Polythiophene films have been electrochemically synthesized on platinum electrodes by anodic oxidation of thiophene in CH₃CN-LiClO₄ organic solution, then galvanostatically polarized in the same but monomer-free electrolytic medium to obtain the reduced, oxidized, and overoxidized states of the polymer. X-ray photoelectron spectroscopy (XPS) measurements were performed to investigate the changes within the chemical composition accompanying the overoxidation of the polythiophene (PT) film and connected to degradation mechanisms reported in the literature. Ex situ resonance Raman spectroscopy (RRS) studies of the three oxidation states, with red and near-infrared excitation laser lines, lead to complementary insights about the degradation process of this polymer.
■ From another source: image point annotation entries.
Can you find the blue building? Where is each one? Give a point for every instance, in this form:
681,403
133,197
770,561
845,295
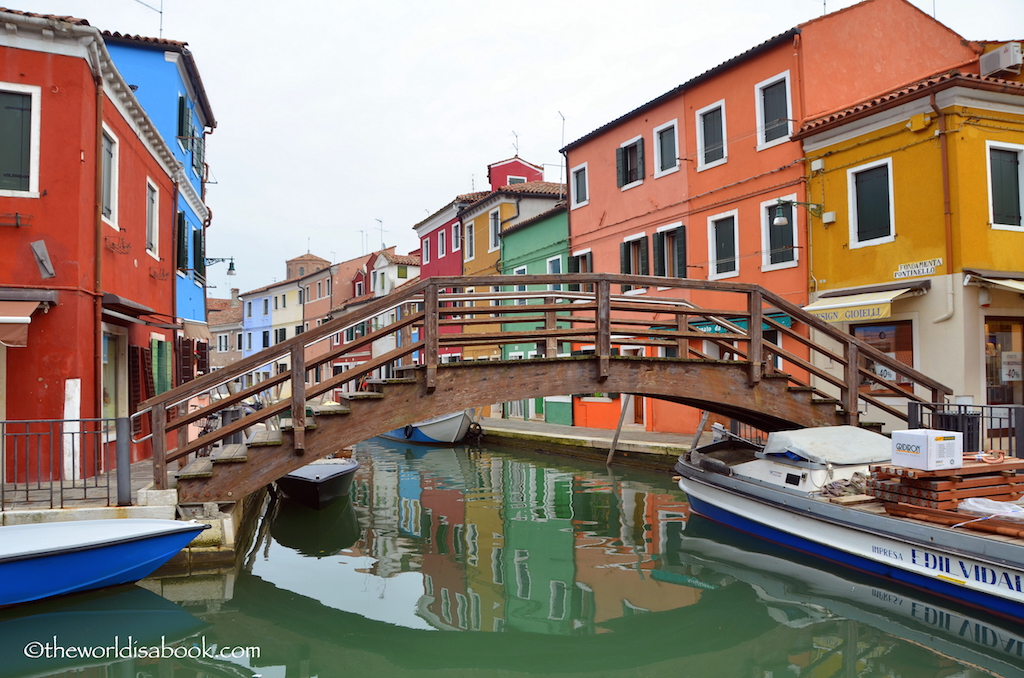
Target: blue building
166,82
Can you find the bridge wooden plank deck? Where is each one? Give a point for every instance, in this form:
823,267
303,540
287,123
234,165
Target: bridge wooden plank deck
820,375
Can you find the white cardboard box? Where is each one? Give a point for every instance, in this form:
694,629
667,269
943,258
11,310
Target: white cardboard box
928,449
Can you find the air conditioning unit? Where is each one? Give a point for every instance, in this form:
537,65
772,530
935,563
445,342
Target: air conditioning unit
1006,57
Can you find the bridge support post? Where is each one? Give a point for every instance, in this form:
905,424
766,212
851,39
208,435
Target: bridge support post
430,340
754,331
299,397
603,344
158,423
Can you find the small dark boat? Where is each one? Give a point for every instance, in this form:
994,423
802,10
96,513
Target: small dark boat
315,533
318,483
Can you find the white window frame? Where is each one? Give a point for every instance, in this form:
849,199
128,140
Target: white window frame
712,249
759,99
852,203
35,92
701,166
494,235
112,220
555,286
470,236
767,216
582,167
1004,145
153,218
658,172
626,144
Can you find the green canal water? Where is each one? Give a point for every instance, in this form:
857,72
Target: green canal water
501,562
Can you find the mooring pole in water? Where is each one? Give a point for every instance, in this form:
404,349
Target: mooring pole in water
627,401
696,436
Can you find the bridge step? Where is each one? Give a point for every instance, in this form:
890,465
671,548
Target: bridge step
232,454
336,409
264,438
363,395
287,425
201,467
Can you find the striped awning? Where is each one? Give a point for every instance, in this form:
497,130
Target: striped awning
856,307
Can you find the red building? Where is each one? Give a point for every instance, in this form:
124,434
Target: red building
87,208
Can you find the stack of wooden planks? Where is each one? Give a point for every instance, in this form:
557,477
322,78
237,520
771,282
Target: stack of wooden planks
945,489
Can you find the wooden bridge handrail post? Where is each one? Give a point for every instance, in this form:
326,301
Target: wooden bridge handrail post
299,397
852,388
602,344
158,424
754,331
430,337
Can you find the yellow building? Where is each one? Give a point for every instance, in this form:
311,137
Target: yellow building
916,242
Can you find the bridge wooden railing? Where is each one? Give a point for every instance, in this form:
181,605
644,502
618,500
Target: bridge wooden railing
688,319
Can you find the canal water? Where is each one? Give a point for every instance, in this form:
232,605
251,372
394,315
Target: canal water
500,562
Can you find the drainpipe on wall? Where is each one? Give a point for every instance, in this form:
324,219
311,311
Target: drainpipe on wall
947,212
97,78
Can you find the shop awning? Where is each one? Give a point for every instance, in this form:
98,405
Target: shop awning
14,320
857,307
1007,283
194,330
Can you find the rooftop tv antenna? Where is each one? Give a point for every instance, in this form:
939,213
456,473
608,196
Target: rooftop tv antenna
159,11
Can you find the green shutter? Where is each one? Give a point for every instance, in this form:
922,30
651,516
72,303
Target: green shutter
15,133
181,236
681,252
872,203
775,110
659,254
1006,186
641,172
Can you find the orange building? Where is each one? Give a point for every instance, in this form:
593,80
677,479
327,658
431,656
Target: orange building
688,184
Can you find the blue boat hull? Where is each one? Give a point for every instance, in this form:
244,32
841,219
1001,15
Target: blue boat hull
46,576
930,584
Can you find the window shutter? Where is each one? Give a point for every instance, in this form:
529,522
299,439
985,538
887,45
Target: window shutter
15,130
1006,186
641,170
775,111
872,203
182,242
624,262
199,253
644,264
183,119
203,356
659,254
681,252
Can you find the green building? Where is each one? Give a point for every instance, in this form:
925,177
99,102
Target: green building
536,246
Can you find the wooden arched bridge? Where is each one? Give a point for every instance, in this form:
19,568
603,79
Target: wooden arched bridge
706,342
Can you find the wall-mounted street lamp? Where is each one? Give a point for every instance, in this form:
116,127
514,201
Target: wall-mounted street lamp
780,219
212,260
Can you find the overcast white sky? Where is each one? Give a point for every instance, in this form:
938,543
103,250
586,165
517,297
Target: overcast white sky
334,114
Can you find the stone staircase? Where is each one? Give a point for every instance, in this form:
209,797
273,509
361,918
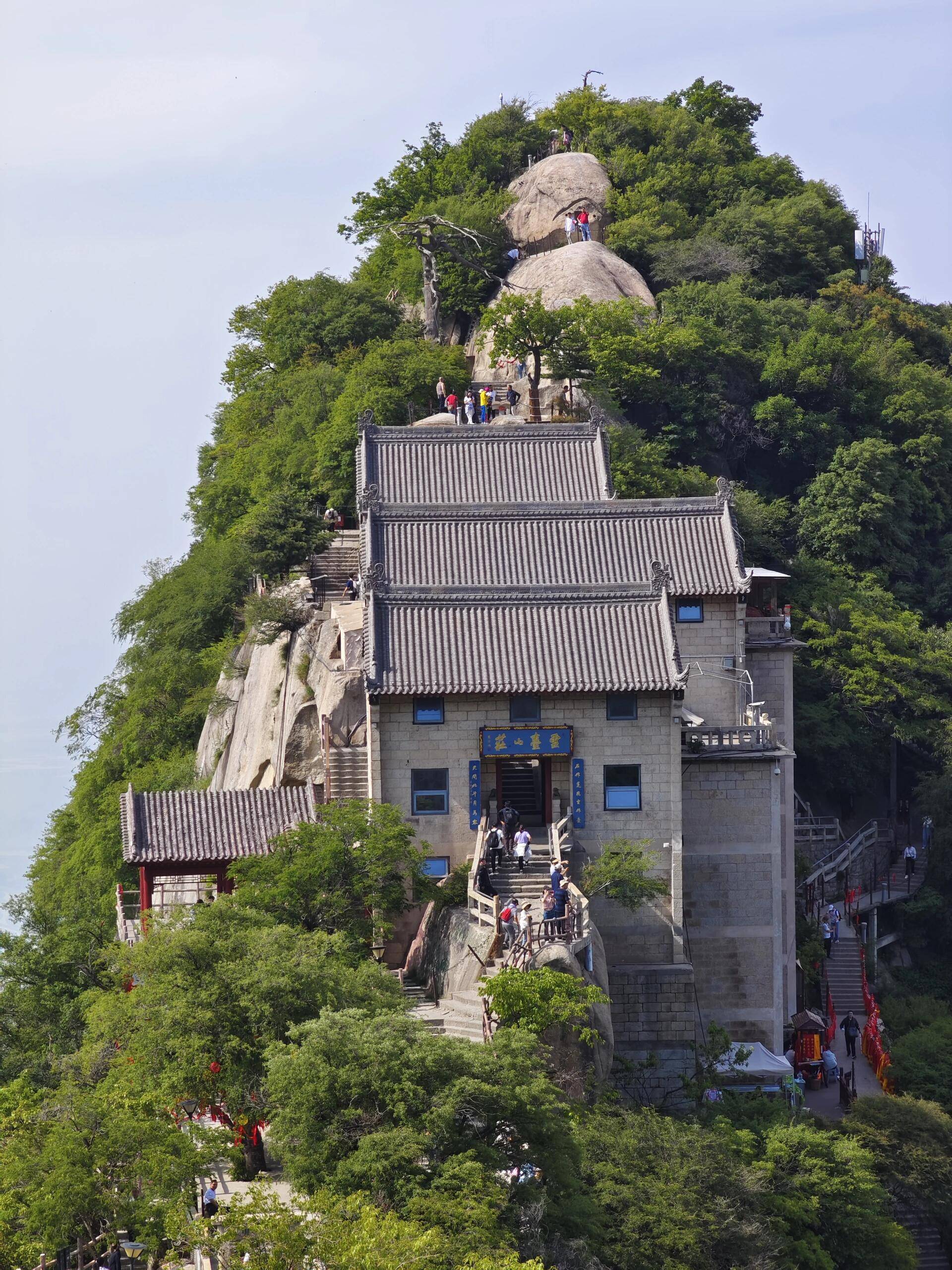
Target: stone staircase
932,1255
347,772
339,559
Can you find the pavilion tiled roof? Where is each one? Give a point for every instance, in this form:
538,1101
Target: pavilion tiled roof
209,825
494,464
579,642
559,544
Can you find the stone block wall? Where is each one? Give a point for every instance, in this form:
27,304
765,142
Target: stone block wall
653,1019
714,693
734,896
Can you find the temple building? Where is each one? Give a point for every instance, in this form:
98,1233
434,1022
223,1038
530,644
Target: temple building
522,634
530,636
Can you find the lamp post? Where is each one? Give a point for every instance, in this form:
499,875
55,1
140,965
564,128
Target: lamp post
132,1251
189,1107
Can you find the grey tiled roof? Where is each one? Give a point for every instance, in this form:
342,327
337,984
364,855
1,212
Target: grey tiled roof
493,644
493,463
205,825
558,545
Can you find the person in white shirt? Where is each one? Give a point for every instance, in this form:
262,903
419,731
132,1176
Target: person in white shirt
522,849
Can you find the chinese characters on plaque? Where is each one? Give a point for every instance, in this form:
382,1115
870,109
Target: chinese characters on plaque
525,742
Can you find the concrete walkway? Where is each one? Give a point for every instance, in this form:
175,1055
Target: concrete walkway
847,992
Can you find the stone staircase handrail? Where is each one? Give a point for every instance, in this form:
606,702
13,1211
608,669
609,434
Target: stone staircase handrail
560,835
484,910
843,855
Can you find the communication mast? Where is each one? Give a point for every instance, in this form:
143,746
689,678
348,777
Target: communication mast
867,244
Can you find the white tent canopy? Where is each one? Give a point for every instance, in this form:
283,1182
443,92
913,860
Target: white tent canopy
762,1066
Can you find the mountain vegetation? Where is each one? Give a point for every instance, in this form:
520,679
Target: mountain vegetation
829,402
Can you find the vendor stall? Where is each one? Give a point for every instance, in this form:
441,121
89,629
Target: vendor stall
761,1070
809,1030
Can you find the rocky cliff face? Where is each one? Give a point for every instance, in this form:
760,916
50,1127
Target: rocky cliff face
264,726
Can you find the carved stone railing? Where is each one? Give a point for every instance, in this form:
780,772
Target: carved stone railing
766,629
578,922
484,910
731,740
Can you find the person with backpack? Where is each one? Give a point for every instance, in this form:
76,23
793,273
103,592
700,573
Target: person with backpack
494,849
484,883
508,919
509,820
851,1030
522,850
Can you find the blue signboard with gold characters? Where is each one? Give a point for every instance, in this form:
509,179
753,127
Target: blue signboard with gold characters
475,793
525,742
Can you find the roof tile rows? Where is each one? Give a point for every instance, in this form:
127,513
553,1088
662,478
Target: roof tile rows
485,464
561,545
192,826
574,645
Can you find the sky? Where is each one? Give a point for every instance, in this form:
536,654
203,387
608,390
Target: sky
163,163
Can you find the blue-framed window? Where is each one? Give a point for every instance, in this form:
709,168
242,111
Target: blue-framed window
622,788
690,610
429,790
525,708
621,705
428,709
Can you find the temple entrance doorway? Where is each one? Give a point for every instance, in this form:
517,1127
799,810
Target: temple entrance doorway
527,784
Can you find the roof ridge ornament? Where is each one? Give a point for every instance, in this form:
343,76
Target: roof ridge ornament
662,577
370,497
376,578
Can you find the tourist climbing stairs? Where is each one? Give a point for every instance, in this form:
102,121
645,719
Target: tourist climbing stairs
337,562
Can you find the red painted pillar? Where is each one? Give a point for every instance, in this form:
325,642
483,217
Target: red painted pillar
145,888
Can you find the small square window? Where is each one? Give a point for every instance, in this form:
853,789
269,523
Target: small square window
691,611
428,709
624,788
429,790
525,708
621,705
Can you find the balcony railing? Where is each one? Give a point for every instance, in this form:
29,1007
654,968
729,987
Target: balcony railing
766,629
742,738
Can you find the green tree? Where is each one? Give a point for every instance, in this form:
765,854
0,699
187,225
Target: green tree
522,327
922,1064
622,873
910,1143
347,874
212,992
541,999
386,1105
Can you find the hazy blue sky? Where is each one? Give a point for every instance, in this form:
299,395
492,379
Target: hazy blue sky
163,163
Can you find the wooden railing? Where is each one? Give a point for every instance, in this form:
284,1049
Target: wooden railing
484,910
748,737
765,629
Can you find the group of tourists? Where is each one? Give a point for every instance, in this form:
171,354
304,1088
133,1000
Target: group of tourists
480,405
578,223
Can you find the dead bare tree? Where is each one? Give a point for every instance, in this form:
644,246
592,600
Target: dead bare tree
431,235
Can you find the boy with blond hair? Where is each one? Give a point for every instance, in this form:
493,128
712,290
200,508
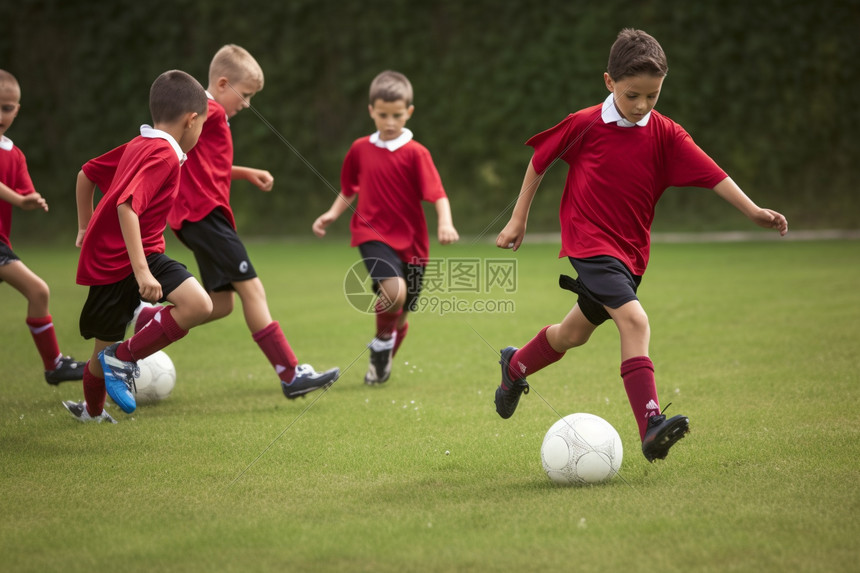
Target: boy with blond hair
17,190
392,173
203,220
122,256
623,155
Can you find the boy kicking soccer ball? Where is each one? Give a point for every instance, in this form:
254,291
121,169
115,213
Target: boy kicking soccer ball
623,155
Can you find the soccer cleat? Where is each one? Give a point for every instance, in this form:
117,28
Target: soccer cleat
68,369
379,368
119,378
79,411
509,391
307,380
662,434
132,324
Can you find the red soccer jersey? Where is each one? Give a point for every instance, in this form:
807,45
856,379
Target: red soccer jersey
102,169
616,176
391,186
13,174
207,173
147,176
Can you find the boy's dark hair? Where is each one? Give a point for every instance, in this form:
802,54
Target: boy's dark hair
391,86
636,52
175,93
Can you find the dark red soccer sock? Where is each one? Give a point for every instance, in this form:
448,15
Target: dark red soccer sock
94,392
145,315
274,345
386,323
158,333
42,329
638,376
535,355
401,334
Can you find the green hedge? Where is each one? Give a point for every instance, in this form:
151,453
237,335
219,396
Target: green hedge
767,88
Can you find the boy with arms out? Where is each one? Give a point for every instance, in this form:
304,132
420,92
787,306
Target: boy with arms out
393,173
203,220
122,250
622,155
17,190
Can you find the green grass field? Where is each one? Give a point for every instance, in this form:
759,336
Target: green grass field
758,343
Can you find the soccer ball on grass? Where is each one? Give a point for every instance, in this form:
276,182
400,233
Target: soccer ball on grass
157,378
581,449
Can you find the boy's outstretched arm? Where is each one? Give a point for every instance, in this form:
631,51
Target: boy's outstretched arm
767,218
446,232
84,191
341,204
512,235
259,177
27,202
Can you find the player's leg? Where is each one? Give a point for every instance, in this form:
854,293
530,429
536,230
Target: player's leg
414,282
389,282
91,409
389,311
58,368
547,347
637,370
222,304
104,317
296,379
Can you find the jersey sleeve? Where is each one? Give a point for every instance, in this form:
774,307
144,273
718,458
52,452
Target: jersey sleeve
428,179
349,172
101,170
557,142
689,166
145,183
23,182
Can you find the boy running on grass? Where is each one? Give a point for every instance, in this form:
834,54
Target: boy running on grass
622,156
17,190
203,220
122,248
393,174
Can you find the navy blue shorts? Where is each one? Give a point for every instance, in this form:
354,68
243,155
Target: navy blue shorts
220,254
7,256
109,308
602,281
382,263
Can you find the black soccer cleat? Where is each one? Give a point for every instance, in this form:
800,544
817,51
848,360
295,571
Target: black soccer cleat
662,435
379,367
509,391
68,369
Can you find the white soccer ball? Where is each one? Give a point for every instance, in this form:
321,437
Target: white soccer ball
581,449
157,378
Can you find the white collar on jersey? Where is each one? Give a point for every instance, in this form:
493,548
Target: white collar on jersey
210,96
392,144
610,114
147,131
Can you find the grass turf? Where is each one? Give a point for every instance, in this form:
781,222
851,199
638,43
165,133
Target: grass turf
756,342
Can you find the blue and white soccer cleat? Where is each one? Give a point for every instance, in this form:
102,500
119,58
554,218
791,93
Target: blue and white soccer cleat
307,380
119,378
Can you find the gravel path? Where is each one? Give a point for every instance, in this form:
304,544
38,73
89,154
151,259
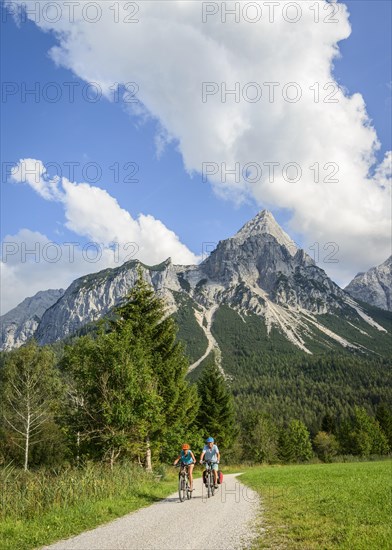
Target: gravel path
223,522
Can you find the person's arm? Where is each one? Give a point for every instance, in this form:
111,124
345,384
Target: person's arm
217,454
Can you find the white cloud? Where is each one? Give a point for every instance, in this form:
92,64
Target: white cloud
31,262
170,52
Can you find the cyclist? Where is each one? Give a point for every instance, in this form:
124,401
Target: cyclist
211,453
188,458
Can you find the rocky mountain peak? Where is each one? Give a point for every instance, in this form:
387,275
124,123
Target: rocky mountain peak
264,223
374,286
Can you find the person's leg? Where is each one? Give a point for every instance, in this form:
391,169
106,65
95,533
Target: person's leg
190,475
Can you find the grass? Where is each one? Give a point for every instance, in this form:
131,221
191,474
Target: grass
40,508
323,506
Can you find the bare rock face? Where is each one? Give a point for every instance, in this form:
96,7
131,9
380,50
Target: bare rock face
375,286
20,324
259,270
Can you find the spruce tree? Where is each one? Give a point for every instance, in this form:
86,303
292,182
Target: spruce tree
149,326
294,443
216,416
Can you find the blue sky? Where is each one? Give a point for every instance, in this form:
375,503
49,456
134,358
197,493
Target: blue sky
103,133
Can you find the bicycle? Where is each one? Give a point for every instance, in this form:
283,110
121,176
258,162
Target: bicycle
209,478
183,483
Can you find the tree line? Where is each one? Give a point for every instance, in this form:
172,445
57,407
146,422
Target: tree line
123,392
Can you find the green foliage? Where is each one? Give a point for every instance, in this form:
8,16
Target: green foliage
130,392
216,415
189,331
38,508
31,393
326,446
294,443
269,374
362,435
114,397
328,506
384,418
259,437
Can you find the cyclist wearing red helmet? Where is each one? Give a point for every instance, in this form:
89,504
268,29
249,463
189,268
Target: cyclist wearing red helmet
188,458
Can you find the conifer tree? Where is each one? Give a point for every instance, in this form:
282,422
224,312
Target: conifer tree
150,327
384,418
294,443
216,416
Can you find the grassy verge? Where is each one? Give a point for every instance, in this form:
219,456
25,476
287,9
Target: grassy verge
40,508
325,506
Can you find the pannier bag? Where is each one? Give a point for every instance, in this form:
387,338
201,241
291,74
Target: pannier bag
205,477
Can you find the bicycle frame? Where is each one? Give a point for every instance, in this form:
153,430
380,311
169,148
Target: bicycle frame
183,482
210,478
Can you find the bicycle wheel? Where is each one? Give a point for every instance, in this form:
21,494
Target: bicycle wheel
181,488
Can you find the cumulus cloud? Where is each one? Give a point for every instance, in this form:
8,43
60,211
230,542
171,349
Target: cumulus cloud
301,116
31,262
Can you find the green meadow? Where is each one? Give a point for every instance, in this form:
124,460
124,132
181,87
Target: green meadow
323,506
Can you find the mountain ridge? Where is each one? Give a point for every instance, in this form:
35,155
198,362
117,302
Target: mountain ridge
258,271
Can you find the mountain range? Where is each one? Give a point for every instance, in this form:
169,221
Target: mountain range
374,286
258,278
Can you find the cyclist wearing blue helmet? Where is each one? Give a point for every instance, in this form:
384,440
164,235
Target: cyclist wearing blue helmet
211,453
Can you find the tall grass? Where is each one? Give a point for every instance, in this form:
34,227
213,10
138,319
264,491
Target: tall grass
25,495
40,507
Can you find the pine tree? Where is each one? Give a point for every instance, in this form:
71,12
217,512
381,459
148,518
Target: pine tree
384,418
150,327
216,416
294,443
362,435
114,401
259,437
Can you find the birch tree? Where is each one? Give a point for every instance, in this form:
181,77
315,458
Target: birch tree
31,390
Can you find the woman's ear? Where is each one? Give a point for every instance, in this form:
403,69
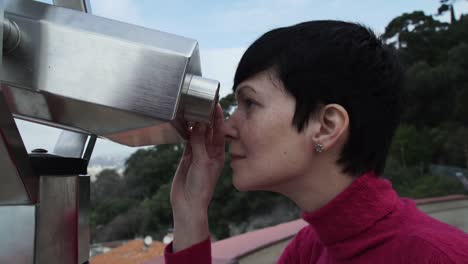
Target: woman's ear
331,124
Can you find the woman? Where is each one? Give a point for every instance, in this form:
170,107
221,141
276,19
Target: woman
318,104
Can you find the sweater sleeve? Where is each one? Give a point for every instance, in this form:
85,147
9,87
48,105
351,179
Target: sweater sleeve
198,254
289,255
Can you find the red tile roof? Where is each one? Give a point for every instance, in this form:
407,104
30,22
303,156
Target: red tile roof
132,252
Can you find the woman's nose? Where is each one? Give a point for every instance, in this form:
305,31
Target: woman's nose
229,130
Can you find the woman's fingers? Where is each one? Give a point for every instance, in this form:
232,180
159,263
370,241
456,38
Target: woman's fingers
180,177
198,142
218,134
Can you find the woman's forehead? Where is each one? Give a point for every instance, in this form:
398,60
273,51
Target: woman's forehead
263,82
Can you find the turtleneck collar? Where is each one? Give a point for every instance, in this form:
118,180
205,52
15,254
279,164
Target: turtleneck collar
367,200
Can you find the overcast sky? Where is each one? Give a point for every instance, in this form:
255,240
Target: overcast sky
225,28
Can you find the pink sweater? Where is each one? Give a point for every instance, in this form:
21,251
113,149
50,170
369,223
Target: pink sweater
366,223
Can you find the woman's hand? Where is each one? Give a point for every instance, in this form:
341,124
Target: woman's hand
194,182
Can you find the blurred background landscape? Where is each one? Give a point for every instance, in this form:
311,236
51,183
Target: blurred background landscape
429,155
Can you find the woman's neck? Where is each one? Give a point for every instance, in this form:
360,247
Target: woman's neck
317,187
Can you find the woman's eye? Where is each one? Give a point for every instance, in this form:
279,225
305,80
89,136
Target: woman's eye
249,103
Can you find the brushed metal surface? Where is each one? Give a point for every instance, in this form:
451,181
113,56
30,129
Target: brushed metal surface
83,218
79,5
17,228
56,237
12,189
70,144
19,184
198,101
73,64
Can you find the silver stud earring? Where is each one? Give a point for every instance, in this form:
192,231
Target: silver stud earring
319,148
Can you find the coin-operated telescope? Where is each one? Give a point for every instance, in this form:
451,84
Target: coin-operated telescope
92,77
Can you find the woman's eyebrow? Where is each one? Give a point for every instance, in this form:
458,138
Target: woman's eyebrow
244,87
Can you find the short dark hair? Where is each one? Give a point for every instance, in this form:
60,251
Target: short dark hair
323,62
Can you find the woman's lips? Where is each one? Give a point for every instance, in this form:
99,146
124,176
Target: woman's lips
236,157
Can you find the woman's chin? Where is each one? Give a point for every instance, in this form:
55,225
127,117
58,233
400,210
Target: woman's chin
241,184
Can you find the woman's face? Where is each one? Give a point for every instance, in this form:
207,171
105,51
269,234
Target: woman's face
266,150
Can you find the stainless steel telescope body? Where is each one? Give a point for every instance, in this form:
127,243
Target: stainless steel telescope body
80,72
92,77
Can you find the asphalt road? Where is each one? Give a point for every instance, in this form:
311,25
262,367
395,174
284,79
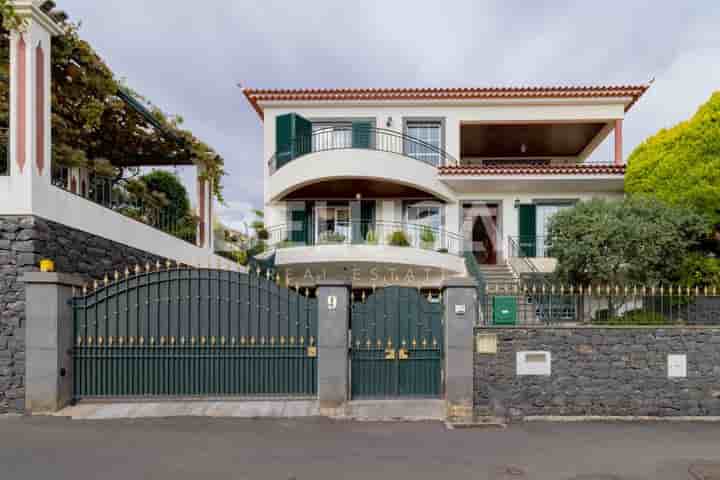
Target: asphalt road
206,448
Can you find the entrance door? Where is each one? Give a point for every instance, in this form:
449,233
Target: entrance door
397,344
481,223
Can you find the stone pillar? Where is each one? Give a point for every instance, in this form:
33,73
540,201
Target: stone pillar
205,211
30,104
49,340
618,142
333,323
461,315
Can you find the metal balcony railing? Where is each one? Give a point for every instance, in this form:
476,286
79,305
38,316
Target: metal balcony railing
531,246
343,138
4,152
399,234
112,194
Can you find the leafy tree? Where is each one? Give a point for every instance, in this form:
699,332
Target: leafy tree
681,165
92,125
168,184
637,239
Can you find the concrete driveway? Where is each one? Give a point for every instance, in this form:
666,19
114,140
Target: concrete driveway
315,449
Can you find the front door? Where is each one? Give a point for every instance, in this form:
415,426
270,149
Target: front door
396,344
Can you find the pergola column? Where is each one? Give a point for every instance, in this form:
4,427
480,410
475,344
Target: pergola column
30,101
205,210
618,142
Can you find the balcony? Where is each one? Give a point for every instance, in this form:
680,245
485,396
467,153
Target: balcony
359,137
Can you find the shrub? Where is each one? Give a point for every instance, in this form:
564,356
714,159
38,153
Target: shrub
633,317
398,239
427,237
332,237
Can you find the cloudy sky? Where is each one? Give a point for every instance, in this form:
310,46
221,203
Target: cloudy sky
189,56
Particularly, marked modifications of the positions, widths, and relative intensities of the Raman bands are attributed to structural transformations and the appearance of defects in the polymer chains. Moreover, in situ RRS experiments, during the gradual transition between the reduced and overoxidized states, allow to determine the electrochemical stability threshold of the PT. In the reversibility domain, the quinoid to aromatic intensity ratio of the ring C=C symmetric stretching obeys a Nernst-like equation when the applied potential to the PT/Pt working electrode is varied.